Today’s Deep Space Extra

August 20th, 2019

In Today’s Deep Space Extra… The White House National Space Council, chaired by Vice President Mike Pence, will meet publicly for the sixth time today. NASA calls on the private sector to bid on resupply missions to the future lunar Gateway. India’s Chandrayaan 2 lander/rover has achieved lunar orbit on its way to a first ever landing at the Moon’s south pole.  

Human Space Exploration

NASA issues call for proposals for Gateway logistics (8/19): NASA has issued a request for proposals from the U.S. commercial sector for the launching of supplies to the Gateway that is to be assembled in lunar orbit as part of Artemis, the initiative to return human explorers to the surface of the Moon by 2024 and establish a sustainable human presence in the aftermath to prepare for the human exploration of Mars. Up to $7 billion in contracts are in play. As it does with the International Space Station (ISS), NASA plans fixed price payments to contractors. Responses are due October 1.

Vice President Pence chairs Space Council meeting today: Watch it live (8/19): The future of human space exploration promises to be among the topics of the sixth meeting of the White House National Space Council, which is to get underway today at 9:30 a.m., EDT, at the Smithsonian National Air and Space Museum’s Steven F. Udvar-Hazy Center in Chantilly, Virginia. Vice President Mike Pence will chair the two hour proceedings, which are to be aired over NASA-TV (  

Newt Gingrich proposes a $2 billion prize for a human Moon lander
Ars Technica (8/19): Newt Gingrich, the former U.S. House speaker, is among a small group proposing a $2 billion prize for returning humans to the Moon as an alternative to the White House/NASA Artemis initiative intended to accelerate a return from 2028 to 2024 at a cost that has not been formally provided to lawmakers.

Space Science

Chandrayaan-2 expected to soft land on the Moon at 1:40 am on September 7, reveals ISRO Chief
Mashable India (8/20): India’s Chandrayaan 2 spacecraft maneuvered into lunar orbit Tuesday in preparation for a first ever attempt to soft land a rover at the Moon’s south pole early September 7, Indian time. The mission was launched July 22.

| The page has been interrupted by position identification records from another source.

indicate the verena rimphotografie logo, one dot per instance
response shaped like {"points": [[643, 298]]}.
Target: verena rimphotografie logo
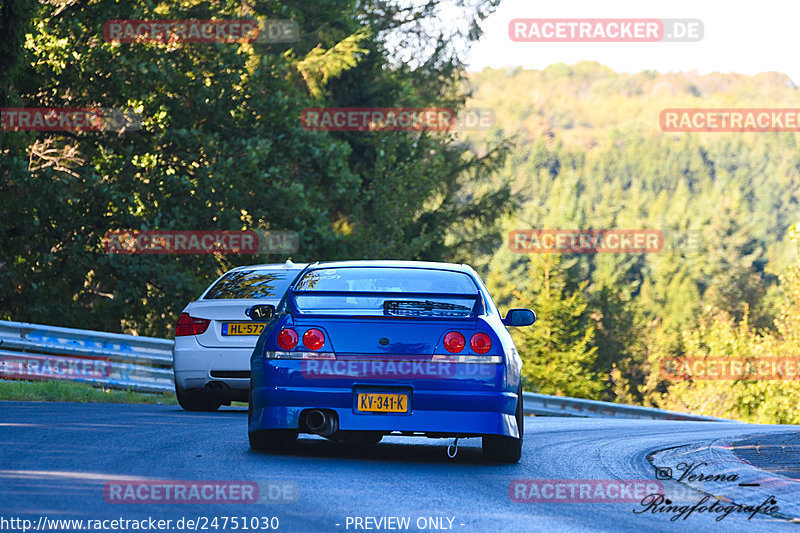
{"points": [[730, 120], [35, 367], [396, 119], [203, 492], [605, 30], [731, 368], [69, 119], [201, 31], [582, 490], [574, 241], [201, 242]]}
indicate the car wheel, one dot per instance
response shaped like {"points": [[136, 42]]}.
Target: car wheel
{"points": [[193, 401], [501, 449]]}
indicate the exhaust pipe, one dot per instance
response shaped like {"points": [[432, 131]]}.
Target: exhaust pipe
{"points": [[322, 422]]}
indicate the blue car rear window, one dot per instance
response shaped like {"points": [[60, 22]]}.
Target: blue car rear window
{"points": [[419, 292], [252, 284]]}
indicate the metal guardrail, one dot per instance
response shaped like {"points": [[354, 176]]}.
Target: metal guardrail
{"points": [[547, 405], [34, 351]]}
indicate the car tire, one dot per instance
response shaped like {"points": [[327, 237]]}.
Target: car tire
{"points": [[268, 439], [502, 449], [272, 439], [362, 439], [193, 401]]}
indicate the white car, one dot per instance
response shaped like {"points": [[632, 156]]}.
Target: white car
{"points": [[215, 336]]}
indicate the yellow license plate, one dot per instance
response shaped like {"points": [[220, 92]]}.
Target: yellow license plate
{"points": [[241, 328], [383, 403]]}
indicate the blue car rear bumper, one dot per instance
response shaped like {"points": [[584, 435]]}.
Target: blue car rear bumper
{"points": [[467, 406]]}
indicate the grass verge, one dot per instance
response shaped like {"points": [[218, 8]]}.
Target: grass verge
{"points": [[70, 391]]}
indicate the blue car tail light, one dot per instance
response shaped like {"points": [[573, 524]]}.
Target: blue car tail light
{"points": [[287, 338], [454, 342], [276, 354], [480, 343], [313, 339], [474, 359]]}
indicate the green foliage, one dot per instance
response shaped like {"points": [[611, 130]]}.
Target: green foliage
{"points": [[71, 391], [557, 352], [589, 153], [221, 147]]}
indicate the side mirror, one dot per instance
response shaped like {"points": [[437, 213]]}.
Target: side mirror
{"points": [[261, 312], [519, 317]]}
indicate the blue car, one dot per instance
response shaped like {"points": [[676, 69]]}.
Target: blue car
{"points": [[357, 350]]}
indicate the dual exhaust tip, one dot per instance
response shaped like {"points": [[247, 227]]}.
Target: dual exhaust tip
{"points": [[321, 422]]}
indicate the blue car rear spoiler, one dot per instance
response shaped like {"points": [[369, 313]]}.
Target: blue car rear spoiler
{"points": [[396, 310]]}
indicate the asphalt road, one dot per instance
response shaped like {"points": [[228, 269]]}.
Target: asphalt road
{"points": [[64, 461]]}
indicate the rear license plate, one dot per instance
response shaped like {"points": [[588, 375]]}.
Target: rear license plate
{"points": [[382, 403], [241, 328]]}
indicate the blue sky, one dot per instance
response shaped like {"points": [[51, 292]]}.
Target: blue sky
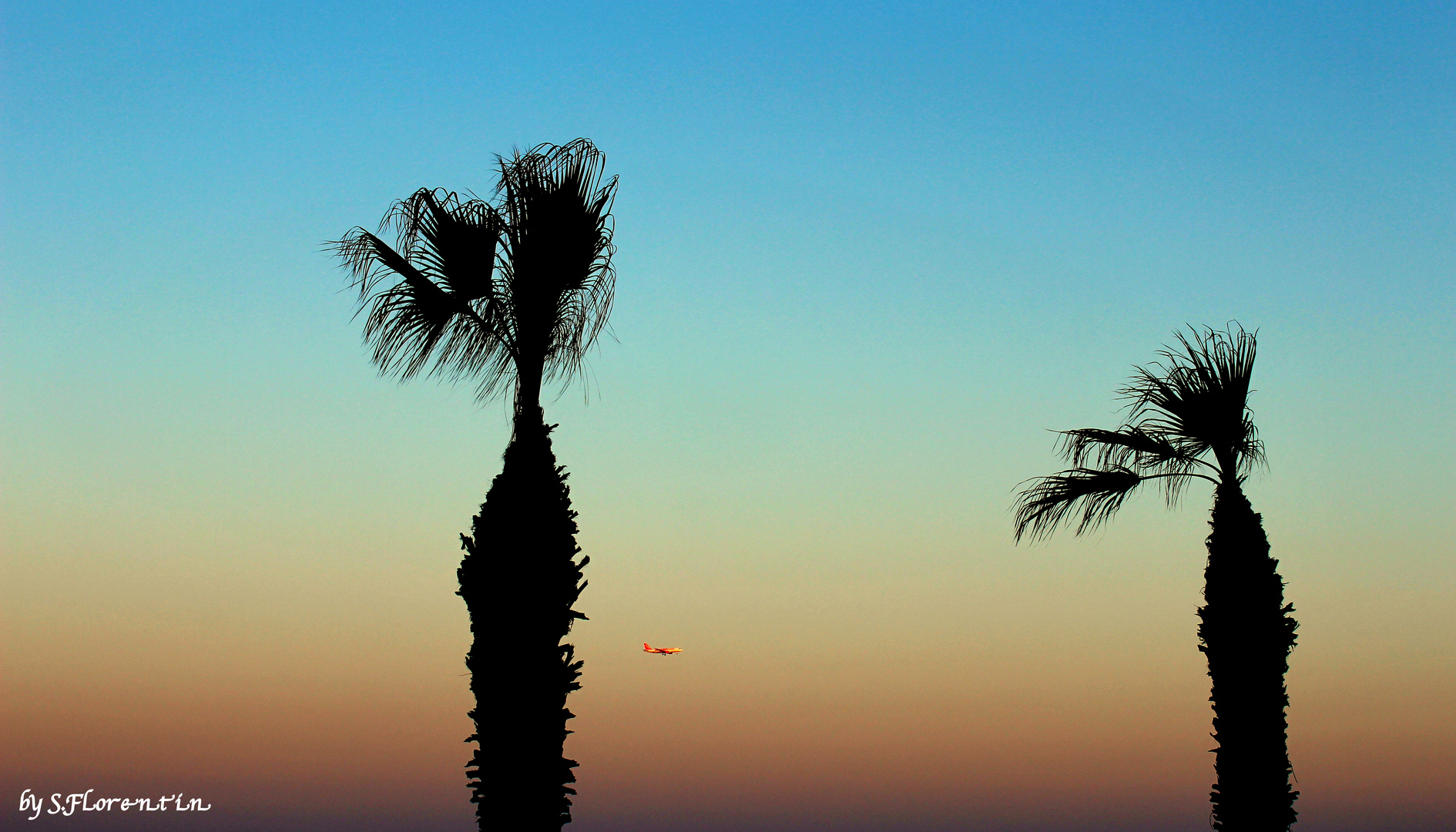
{"points": [[867, 254]]}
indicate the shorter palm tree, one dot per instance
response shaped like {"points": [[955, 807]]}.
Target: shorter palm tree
{"points": [[1181, 413]]}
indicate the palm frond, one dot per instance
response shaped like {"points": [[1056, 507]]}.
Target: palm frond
{"points": [[1050, 500], [440, 309], [1197, 397], [500, 290], [561, 279]]}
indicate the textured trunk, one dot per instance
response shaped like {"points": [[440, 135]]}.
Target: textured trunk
{"points": [[1246, 634], [518, 580]]}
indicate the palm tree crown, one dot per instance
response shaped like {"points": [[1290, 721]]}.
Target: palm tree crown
{"points": [[512, 292], [1183, 410]]}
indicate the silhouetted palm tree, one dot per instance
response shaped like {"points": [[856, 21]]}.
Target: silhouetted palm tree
{"points": [[512, 292], [1183, 411]]}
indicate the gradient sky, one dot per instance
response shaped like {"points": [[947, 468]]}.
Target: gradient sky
{"points": [[867, 255]]}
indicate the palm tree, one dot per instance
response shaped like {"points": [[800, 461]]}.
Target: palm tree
{"points": [[510, 292], [1181, 413]]}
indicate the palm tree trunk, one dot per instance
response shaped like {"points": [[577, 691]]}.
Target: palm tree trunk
{"points": [[1246, 636], [518, 580]]}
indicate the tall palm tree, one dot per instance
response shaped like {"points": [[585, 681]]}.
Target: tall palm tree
{"points": [[512, 292], [1189, 418]]}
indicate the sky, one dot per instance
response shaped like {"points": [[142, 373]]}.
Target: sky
{"points": [[868, 255]]}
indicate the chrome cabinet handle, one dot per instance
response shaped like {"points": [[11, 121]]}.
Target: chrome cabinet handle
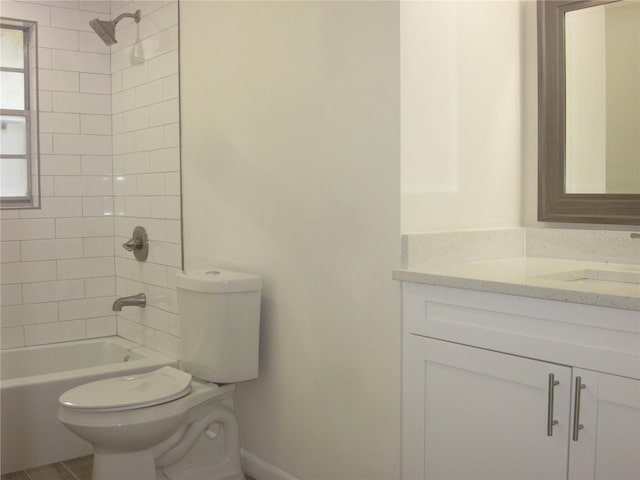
{"points": [[550, 420], [577, 426]]}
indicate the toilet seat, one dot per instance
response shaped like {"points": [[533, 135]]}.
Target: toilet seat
{"points": [[129, 392]]}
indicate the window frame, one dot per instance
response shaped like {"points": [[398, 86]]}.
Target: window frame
{"points": [[30, 114]]}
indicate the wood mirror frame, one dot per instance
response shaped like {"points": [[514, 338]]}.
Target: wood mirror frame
{"points": [[554, 204]]}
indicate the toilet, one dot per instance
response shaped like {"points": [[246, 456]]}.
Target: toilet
{"points": [[171, 424]]}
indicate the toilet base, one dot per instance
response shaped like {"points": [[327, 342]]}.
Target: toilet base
{"points": [[209, 449], [123, 465]]}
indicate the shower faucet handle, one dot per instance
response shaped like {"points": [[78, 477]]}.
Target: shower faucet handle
{"points": [[138, 244], [132, 244]]}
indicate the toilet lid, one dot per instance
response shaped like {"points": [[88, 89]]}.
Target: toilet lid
{"points": [[128, 392]]}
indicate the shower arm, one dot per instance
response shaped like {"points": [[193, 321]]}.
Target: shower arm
{"points": [[136, 16]]}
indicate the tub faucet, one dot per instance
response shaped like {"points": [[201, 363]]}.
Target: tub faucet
{"points": [[138, 300]]}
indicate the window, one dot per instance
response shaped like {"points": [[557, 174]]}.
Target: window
{"points": [[19, 183]]}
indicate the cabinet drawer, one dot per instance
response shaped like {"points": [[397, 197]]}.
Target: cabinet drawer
{"points": [[591, 337]]}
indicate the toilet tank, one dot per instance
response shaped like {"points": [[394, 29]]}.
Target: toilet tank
{"points": [[220, 324]]}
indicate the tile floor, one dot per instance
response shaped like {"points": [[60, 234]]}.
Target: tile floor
{"points": [[76, 469]]}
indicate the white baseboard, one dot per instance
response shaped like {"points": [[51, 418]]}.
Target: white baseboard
{"points": [[261, 469]]}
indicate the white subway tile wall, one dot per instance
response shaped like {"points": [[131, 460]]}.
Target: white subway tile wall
{"points": [[110, 160], [146, 170]]}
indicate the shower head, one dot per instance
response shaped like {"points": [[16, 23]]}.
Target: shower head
{"points": [[106, 29]]}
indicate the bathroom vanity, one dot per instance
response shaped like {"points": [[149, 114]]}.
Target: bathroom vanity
{"points": [[521, 368]]}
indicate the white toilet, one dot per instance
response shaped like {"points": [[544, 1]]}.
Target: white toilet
{"points": [[170, 424]]}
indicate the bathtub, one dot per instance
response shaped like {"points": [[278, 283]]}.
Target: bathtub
{"points": [[32, 379]]}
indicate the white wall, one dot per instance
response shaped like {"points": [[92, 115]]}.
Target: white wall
{"points": [[461, 114], [290, 137], [57, 261]]}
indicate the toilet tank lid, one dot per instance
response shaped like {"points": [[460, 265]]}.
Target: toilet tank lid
{"points": [[215, 280]]}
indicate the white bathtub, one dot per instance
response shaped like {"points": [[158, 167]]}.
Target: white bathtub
{"points": [[32, 379]]}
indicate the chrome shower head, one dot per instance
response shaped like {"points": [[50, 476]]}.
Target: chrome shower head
{"points": [[106, 29]]}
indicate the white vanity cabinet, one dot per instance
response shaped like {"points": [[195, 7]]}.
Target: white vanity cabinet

Plans detailed for first U.S. mission to land on Moon since Apollo
Coalition Members in the News – Astrobotic Technology, Inc., United Launch Alliance
Reuters via Yahoo! news (8/19): Astrobotic Technology, Inc. on Monday announced the selection of United Launch Alliance’s (ULA) new Vulcan rocket to launch the first U.S. mission to land on the Moon since Apollo. Astrobotic, of Pittsburgh, is one of nine companies designated by NASA in late November as eligible to compete for the launch of science and technology missions to the lunar surface over the coming decade. The cost of the overall effort is estimated at $2.6 billion. The 2021 launch of Astrobotic’s Peregrine lander will be the first for the Vulcan.

Turning a corner on Mars
The Space Review (8/19): The corner to be turned is the outcome of the NASA led Mars 2020 rover mission, one due to launch in the July/August 2020 time frame. Once at Jezero crater on Mars in February of 2021, part of the rover’s mission is to gather and cache samples of Martian soil and rock. Jezero is believed to be part of an ancient watershed and a potentially once habitable environment. Upon their return to Earth, the samples can be examined with the latest in high technology laboratory instruments to determine if they contain evidence of past, or current, microbial activity.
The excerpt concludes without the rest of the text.